Decades later, the work of Nour el-Din, in collaboration with Shafik’s family, seeks to reassemble what the state once disassembled, to reanimate, visualize, and extract truth and narrative from what censorship attempted to bury. 

While Shafik’s story has been rescued and put to different uses, this time being hosted by a French institution priding itself for France’s influence on Shafik’s trajectory, the exhibition enlarged the scope of her achievement beyond political co-optation. 

Nour el-Din resists reading Shafik as a success story validated by foreign education or external values, and is instead invested in how feminist histories are retrospectively sanitized. “Her life was marked by political failure, silencing and isolation, and it is precisely this unresolved tension that gives her relevance today.”

This expansive approach is manifest in the assembly and montage of Shafik’s life fragments; archival material, reproductions and multisensory elements. Nour el-Din wanted audiences to connect with Shafik “by presenting her multiple facets” intimately, through the inclusion of details such as “her perfume, her handwriting and her music…” 

“I wanted the exhibition to be open enough to accommodate both critical, informed audiences and those encountering Shafik for the first time, without reducing her to a single narrative or ideological frame.”
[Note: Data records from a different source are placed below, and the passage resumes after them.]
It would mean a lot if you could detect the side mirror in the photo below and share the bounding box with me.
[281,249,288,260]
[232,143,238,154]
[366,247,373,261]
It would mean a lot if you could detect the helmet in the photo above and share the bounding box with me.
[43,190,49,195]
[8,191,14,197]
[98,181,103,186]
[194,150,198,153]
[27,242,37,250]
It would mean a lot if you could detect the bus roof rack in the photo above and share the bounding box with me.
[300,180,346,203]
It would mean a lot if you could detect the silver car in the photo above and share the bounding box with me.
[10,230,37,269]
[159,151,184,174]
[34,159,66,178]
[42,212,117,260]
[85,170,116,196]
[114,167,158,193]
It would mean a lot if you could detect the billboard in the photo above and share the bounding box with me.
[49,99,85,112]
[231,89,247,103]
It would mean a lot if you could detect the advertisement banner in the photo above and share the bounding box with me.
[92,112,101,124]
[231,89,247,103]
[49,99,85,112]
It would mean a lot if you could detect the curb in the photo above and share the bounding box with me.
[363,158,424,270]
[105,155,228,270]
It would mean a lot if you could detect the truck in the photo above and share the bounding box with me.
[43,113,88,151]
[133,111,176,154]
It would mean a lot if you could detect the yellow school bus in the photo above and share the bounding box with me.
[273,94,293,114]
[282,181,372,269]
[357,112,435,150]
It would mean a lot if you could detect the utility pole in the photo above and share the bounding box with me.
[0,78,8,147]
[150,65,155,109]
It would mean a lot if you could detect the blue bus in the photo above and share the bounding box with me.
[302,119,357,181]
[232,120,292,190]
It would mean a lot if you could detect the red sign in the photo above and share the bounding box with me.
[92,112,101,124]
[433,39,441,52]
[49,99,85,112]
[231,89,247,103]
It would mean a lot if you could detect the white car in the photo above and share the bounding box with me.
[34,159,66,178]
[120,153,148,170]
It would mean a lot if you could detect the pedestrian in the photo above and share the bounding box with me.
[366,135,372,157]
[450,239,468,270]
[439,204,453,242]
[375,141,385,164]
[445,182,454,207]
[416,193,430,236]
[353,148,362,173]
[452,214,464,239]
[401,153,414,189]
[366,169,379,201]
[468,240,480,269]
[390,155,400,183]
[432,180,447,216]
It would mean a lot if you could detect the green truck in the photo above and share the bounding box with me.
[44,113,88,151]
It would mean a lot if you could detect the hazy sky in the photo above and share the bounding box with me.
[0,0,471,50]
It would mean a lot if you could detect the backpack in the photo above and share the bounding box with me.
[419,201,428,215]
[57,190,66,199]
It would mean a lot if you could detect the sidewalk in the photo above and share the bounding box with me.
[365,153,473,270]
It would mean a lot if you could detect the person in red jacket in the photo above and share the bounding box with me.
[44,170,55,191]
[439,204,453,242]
In the exhibition’s act of retrieval and witness, we see the enduring struggle of women who seek to enact transformative change across different tensions; the personal and the social, the conviction in change and the steadfastness of tradition, activism and poetry, resilience and submission.

This exhibition does not try to resolve Shafik’s contradictions; instead, it puts them on display. Mother and militant activist, poet and journalist, nationalist and cosmopolitan, charismatic and isolated — she resists easy canonization.

Remembering her today is not an act of nostalgia but of reckoning: with erased histories, compromised revolutions and feminist struggles that were never allowed to fully unfold.